Plant species and flowers of the Causses
There is a multitude of varieties thanks to the combination of Mediterranean and mountain climates
Contrasting with the aridity of the Causse, la Cité de Pierres is a prime area for vegetation. The flora of Aveyron, and more particularly that of the Causses, is very diverse (you can find nearly a third of the plant species in all of France there). In the Causses, the shelter of the rocks and the variation in exposures have favoured the development of this particular vegetation. We have therefore listed here only a few of the most characteristic and easily identifiable species.
The Scots pine: This is the main natural species of the Grands Causses. It is not a demanding species, it clings to the rock pushing its roots into the cracks, a real “bonsai” often decorating the top of the rocks.
The beech tree: Uncommon at this altitude, but comfortable with the limestone soils, the beech tree is nevertheless more delicate and looks for humid shaded areas where fog is frequent.
The white oak or pubescent oak: Accustomed to dry and limestone soils, it is a very common tree in Aveyron's flora. It can be found on ridges as well as in ravines. Its deciduous leaves with their characteristic white down, dry on the tree in autumn but often fall only in spring, under the weight of the buds.
The hazelnut tree: This tree is very common in sheltered areas and particularly at the foot of large rocky massifs.
The Sorb tree: This species, characteristic of the Causses, spreads the foliage of its silvery leaves in summer and grows succulent berries in autumn.
Boxwood: Boxwood is a very common species amongst the flora of the Aveyron, it is found everywhere in thick, glossy bushes. The nectar of its flowers is highly sought after by bees.

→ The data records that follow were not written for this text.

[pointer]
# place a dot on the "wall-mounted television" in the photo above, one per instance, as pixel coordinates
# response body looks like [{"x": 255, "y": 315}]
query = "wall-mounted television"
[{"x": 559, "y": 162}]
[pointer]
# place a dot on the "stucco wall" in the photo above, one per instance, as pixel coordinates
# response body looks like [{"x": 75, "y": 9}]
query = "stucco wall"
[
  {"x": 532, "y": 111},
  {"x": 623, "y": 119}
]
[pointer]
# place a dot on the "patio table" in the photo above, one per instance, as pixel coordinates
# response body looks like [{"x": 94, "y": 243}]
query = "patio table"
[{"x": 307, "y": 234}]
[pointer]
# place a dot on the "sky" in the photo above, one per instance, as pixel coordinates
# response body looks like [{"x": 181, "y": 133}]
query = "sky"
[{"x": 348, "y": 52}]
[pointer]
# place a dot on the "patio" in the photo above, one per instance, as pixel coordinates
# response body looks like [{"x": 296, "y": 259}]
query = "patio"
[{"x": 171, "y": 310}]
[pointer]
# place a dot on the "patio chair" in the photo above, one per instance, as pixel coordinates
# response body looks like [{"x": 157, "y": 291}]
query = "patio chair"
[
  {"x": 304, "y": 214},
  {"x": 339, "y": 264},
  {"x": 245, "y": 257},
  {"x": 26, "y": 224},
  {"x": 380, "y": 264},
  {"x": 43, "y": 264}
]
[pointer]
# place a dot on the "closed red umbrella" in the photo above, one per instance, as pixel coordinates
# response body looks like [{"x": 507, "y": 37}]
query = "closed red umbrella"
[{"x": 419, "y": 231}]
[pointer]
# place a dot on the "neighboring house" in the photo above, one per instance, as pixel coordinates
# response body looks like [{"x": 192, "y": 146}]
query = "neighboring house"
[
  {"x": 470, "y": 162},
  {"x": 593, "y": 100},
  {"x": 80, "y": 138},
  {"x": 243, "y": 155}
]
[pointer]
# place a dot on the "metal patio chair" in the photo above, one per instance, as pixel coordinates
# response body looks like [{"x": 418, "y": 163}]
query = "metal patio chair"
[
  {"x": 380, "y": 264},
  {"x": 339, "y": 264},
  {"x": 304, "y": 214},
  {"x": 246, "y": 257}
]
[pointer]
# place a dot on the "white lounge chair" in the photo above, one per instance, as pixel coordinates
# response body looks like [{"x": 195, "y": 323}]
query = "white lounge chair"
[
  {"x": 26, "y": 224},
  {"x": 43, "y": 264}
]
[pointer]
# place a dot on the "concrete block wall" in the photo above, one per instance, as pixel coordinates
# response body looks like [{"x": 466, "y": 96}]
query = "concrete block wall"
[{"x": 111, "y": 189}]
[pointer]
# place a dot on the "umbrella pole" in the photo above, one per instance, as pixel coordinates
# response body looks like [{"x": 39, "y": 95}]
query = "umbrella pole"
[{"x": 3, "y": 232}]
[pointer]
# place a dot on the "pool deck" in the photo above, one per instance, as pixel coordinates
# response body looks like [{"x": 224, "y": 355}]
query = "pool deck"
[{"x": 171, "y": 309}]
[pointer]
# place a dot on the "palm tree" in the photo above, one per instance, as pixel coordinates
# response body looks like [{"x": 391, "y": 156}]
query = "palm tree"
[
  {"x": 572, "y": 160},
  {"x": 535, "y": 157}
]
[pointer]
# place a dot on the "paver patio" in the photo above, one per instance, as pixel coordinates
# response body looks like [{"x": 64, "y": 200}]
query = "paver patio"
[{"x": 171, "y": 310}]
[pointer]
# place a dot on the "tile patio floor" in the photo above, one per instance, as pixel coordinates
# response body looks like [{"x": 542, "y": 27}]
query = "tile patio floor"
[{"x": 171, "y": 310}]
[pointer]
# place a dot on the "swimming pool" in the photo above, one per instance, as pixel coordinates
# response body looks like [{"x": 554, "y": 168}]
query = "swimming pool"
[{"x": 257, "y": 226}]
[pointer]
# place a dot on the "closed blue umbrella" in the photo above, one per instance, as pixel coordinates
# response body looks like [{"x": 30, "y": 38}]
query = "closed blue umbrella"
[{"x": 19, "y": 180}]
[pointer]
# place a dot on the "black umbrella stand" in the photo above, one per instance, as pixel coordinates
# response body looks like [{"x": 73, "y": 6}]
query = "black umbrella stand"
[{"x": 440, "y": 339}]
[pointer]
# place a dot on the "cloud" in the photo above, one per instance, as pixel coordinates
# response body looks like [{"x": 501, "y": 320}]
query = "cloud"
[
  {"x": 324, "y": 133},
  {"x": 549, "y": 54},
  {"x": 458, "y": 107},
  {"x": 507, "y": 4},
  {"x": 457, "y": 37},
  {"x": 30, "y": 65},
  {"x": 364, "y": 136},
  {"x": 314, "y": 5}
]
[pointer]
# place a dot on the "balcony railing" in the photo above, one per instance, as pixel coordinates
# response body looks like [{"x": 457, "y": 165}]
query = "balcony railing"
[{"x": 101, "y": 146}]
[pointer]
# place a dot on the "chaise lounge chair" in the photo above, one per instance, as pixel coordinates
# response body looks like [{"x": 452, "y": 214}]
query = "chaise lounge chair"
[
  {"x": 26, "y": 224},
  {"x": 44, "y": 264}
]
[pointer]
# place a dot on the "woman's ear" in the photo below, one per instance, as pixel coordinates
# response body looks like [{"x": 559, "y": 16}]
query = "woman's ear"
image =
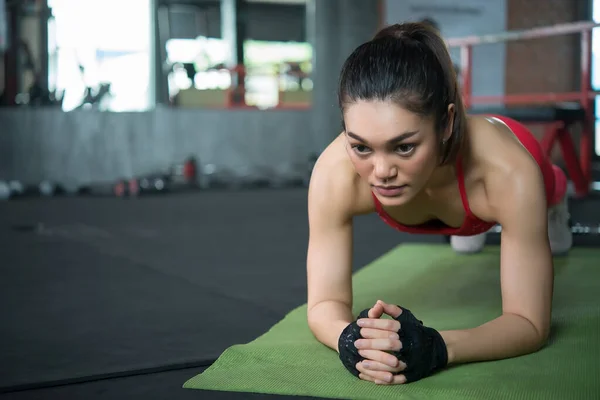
[{"x": 450, "y": 124}]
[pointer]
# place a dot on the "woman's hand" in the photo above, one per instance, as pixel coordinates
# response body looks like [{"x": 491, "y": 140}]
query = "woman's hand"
[{"x": 379, "y": 336}]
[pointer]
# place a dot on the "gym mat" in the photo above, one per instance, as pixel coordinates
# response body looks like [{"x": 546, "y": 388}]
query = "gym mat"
[{"x": 446, "y": 291}]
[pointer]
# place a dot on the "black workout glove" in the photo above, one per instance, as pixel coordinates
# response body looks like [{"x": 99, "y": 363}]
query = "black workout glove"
[
  {"x": 348, "y": 352},
  {"x": 423, "y": 350}
]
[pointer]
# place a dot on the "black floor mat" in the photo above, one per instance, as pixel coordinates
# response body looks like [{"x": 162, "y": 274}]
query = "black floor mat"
[
  {"x": 97, "y": 288},
  {"x": 94, "y": 288}
]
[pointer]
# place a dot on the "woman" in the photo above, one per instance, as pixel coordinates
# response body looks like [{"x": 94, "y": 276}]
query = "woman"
[{"x": 410, "y": 153}]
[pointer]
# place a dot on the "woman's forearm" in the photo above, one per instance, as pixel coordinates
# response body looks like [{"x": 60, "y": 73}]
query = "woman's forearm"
[
  {"x": 504, "y": 337},
  {"x": 327, "y": 320}
]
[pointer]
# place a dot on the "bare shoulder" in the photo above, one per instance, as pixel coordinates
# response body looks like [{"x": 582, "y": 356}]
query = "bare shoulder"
[
  {"x": 507, "y": 172},
  {"x": 335, "y": 187}
]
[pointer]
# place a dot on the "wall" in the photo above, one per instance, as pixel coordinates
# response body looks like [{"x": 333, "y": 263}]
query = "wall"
[
  {"x": 86, "y": 147},
  {"x": 547, "y": 64},
  {"x": 458, "y": 19}
]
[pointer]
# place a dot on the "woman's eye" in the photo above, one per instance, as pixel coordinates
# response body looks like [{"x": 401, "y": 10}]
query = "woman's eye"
[
  {"x": 359, "y": 148},
  {"x": 405, "y": 148}
]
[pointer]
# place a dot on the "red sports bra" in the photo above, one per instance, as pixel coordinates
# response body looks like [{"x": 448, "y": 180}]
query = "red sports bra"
[{"x": 471, "y": 225}]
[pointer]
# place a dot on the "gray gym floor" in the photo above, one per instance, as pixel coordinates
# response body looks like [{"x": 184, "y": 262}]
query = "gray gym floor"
[{"x": 117, "y": 298}]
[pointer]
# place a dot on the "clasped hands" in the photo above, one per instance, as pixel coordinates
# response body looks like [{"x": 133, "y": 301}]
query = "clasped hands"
[{"x": 391, "y": 351}]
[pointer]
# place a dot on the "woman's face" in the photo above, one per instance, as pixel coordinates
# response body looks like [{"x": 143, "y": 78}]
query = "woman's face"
[{"x": 394, "y": 150}]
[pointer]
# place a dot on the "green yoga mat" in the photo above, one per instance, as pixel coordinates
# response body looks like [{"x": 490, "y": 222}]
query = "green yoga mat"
[{"x": 446, "y": 291}]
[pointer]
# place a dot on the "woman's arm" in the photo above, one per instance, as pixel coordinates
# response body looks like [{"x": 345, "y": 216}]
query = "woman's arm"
[
  {"x": 329, "y": 258},
  {"x": 527, "y": 275}
]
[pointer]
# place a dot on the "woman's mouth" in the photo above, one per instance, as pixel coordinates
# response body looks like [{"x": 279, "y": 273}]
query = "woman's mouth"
[{"x": 390, "y": 191}]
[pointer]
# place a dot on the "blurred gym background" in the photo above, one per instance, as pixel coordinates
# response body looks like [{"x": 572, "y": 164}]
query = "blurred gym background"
[
  {"x": 154, "y": 158},
  {"x": 95, "y": 92}
]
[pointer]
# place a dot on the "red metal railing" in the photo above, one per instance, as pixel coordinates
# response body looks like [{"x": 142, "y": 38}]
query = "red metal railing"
[{"x": 579, "y": 169}]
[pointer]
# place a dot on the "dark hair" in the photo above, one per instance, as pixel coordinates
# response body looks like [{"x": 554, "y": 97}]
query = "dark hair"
[{"x": 408, "y": 64}]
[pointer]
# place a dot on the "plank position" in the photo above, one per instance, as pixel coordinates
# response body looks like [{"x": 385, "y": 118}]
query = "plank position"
[{"x": 411, "y": 154}]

Juniper: Junipers are almost as common as boxwood, particularly comfortable growing on the Dolomites. They plant their thorny cones everywhere, encasing the delicate berries that thrushes love....and are also seen in local cuisine.
Saskatoon berry: In May, the white flowers of these common shrubs make it seem as though there has been a recent snowfall, depending on how the light falls on them.
Dogwood: This shrub is commonly found under oak trees, it produces white flowers from May to June, followed by large, shiny black berries that wild boars love.
Bearberry: This small shrub covers the ground in a thick, bright green, leafy carpet, and is covered with large red berries at the end of the summer. In spring, one can see delicate little bells on the shrub.
Still classified as shrubs despite their bushy tuft-like appearance, thyme, lavender and dorycnium give the air in the area a pleasant scent, with their fragrant flowers that also give the honey of the causses such a distinctive taste.
The flowers of the Causses
Every spring, the flowers of the Causses start to bloom. They add colour to the grass, dotted with the delicate purple of pulsatile anemones with a heart of sulphur or the gold of Adonis. Euphorbias add soft green and yellow touches everywhere.
The long stems of the asphodels can be seen on the side of embankments, with large clusters of white flowers at the top.
Orchids and orphreys: They come in all types and colours, which are plentiful and easy to find if you know what to look for. In cooler corners, it is not uncommon to find splendid blue bellflowers.
Long-leaved Cephs (Cephalanthera): Later on in the year, the alpine asters with their purple tones flower.
Mountain Anthyllis, white or pink rockroses with crumpled petals and feathers which are more poetically called angel hair, whose long feathery edges fly in the wind like thousands of white plumes.
Finally, the acanthus-leaved carlina, the cardabelle of the caussenards, this "causse rose" spreads its golden rays on the ground from the end of July to September.